Japan's neighbors are getting wary of PM Shinzo Abe and his center-right government. At home, however, Abe is bucking the trend of his immediate predecessors and riding high in the opinion polls.
In public, the Japanese government has kept its counsel about the decision by Park Geun-hye, the new South Korean president, to select Beijing as the location of her first diplomatic mission within Asia. In private, Japan's leader must be displeased at what is a clear put down.
But it should not be a complete surprise to Prime Minister Shinzo Abe, given the chilly relationship that Japan has at present with its immediate neighbors - China, South Korea, North Korea and, to a lesser extent, Taiwan and Russia.
In opting to travel to Beijing to meet China's leaders ahead of a visit to Tokyo, Park has deliberately broken with the tradition set by the previous four South Korean presidents since Seoul normalized its diplomatic relations with China in 1992. It also suggests where she sees her nation's economic future and, potentially, its security.
The months since Park was sworn into office in Seoul in February have been marked by an increasingly irritable and awkward relationship with Tokyo.
Disdain for Japan
The key issues behind South Korea's apparently growing disdain for Japan are the territorial row over the Dokdo islets between the two nations, which Japan claims as its territory. The islets are protected by a detachment of armed South Korean police. Furthermore, the South criticizes Japan for its failure to admit responsibility for thousands of women forced into sexual slavery for the Japanese military in the early decades of the last century.
The South Korean media is missing no opportunity to berate Japan, with shrill editorials in newspapers this week insisting that Abe had set out to offend by being photographed sitting in the cockpit of a military trainer jet with the number 731 stenciled on the side. Unit 731 was a military unit that carried out horrific experiments on civilians in parts of occupied Asia during World War II.
"It is clear that President Park is putting priority on China over Japan and this is definitely a snub to Abe," Jun Okumura, an international relations analyst with the Eurasia Group, told DW. "I think Prime Minister Abe and members of his administration who share his way of thinking would be very angry. But I also think they are resigned to the likelihood that South Korea is just going to continue to behave in this fashion."
Jun says that South Korea wants nothing short of complete capitulation on the issue of history. He points out that previous administrations have sought to draw a line under the question of the so-called "comfort women," but have been rebuffed.
"There is no way that a Japanese government will be able to satisfy South Korea on this issue, so I think politicians here have reached the conclusion 'so be it'," he said.
It is a similar story with Beijing, with whom Tokyo is locked in a bitter war of words over the sovereignty of the uninhabited Senkaku Islands, which Tokyo controls but which China knows as the Diaoyu Islands and claims as its territory.
Tensions around the disputed islands continue to rise, with an unidentified submarine being recently detected by the Japanese military close to Japanese territorial waters. The assumption is that it was Chinese and that it was testing Japanese defenses.

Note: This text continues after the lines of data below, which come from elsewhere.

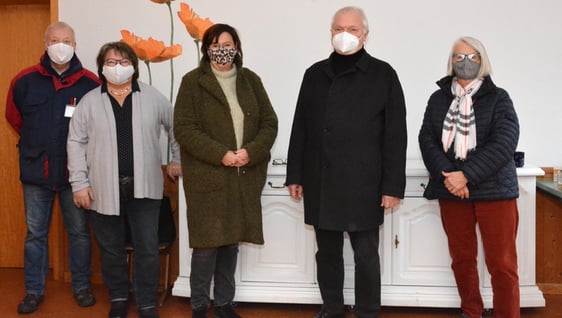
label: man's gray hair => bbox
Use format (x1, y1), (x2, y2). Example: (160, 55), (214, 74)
(332, 6), (369, 33)
(447, 36), (492, 77)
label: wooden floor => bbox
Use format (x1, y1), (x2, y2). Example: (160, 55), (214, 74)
(0, 269), (562, 318)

Beijing equally takes issue with Japan's interpretation of history - the "comfort women" and the way in which history is taught in Japanese schools. The glossing over of Japan's brutal invasion and occupation of much of eastern Asia in the early twentieth century is decried as "revisionism" in China.
At home, however, Abe is faring well in the public opinion polls and the his center-right Liberal Democratic Party (LDP) is apparently on course to record a second successive solid victory in the election for the upper house of the Japanese parliament in July.

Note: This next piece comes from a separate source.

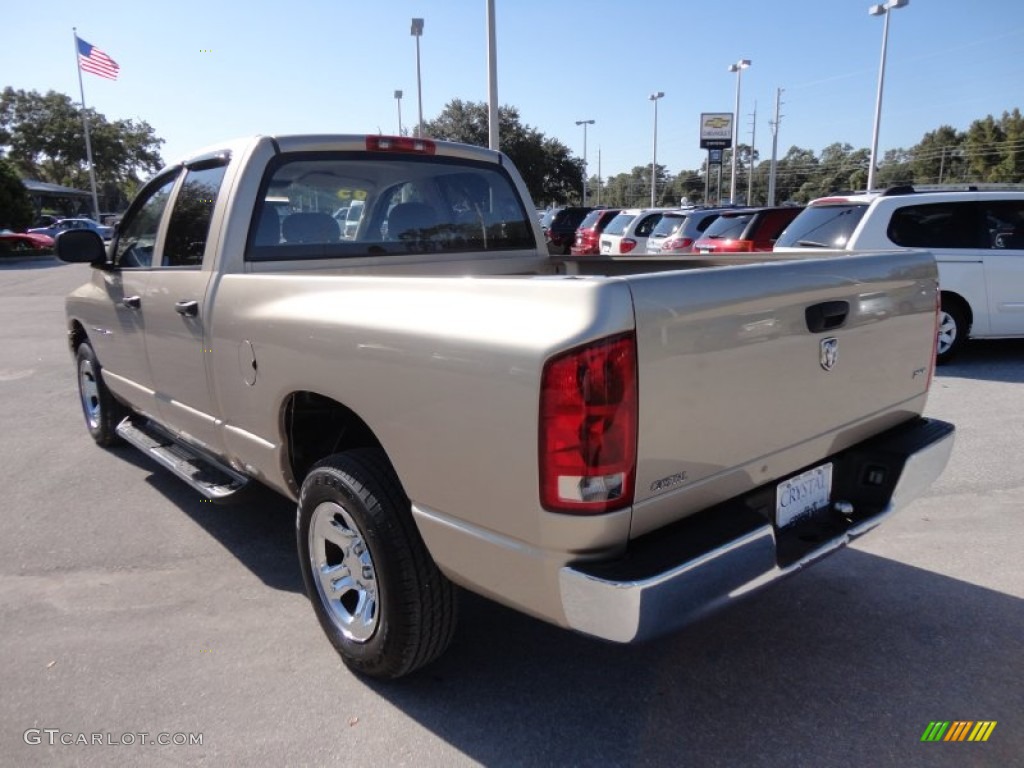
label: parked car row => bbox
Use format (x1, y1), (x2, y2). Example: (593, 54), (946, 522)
(541, 201), (802, 256)
(0, 229), (53, 254)
(543, 186), (1024, 362)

In recent polls, Abe's approval ratings have ranged between 66 percent and 76 percent. Other polls suggest that the LDP has a support rate of 36 percent of the voting public as the election draws closer. The party's closest rival, the Democratic Party of Japan, has a mere 10 percent.
The public is apparently impressed with what Abe has achieved at home in the relatively short time since he was elected in December.
"In terms of domestic policy, I am somewhat surprised that he has done as much as he has," Professor Ian Neary, director of the Nissan Institute of Japanese Studies at the University of Oxford, told DW. "We might have predicted that he would have been cautious between his election and the House of Councillors election in July for fear of disrupting the support of the electorate."
Conventional wisdom would have suggested that he would focus almost exclusively on getting the economy back on track through his "Abenomics" plans.
That has not been the case, however, with Abe tackling a long list of policy proposals, ranging from rewriting the constitution to joining the Trans-Pacific Partnership discussions.
"The cabinet has been much more successful in the opinion polls and PM Abe has clearly felt confident that he could address these other issues as well," Neary said.
Abe has also apparently learned his lesson from his first - albeit abbreviated - time as prime minister. Shortly after being elected in September 2006, he attempted to push through revisions to the constitution too quickly and without sufficient support in parliament or in the nation as a whole.
Frustrated, he stepped down less than one year after becoming the prime minister.
This time, Abe appears to have built a solid support base in both political circles and Japanese society. It appears he will be able to retain his title far longer this time and will almost certainly be able to push through major changes.
That will be welcomed at home, but is likely to provoke further antagonism overseas.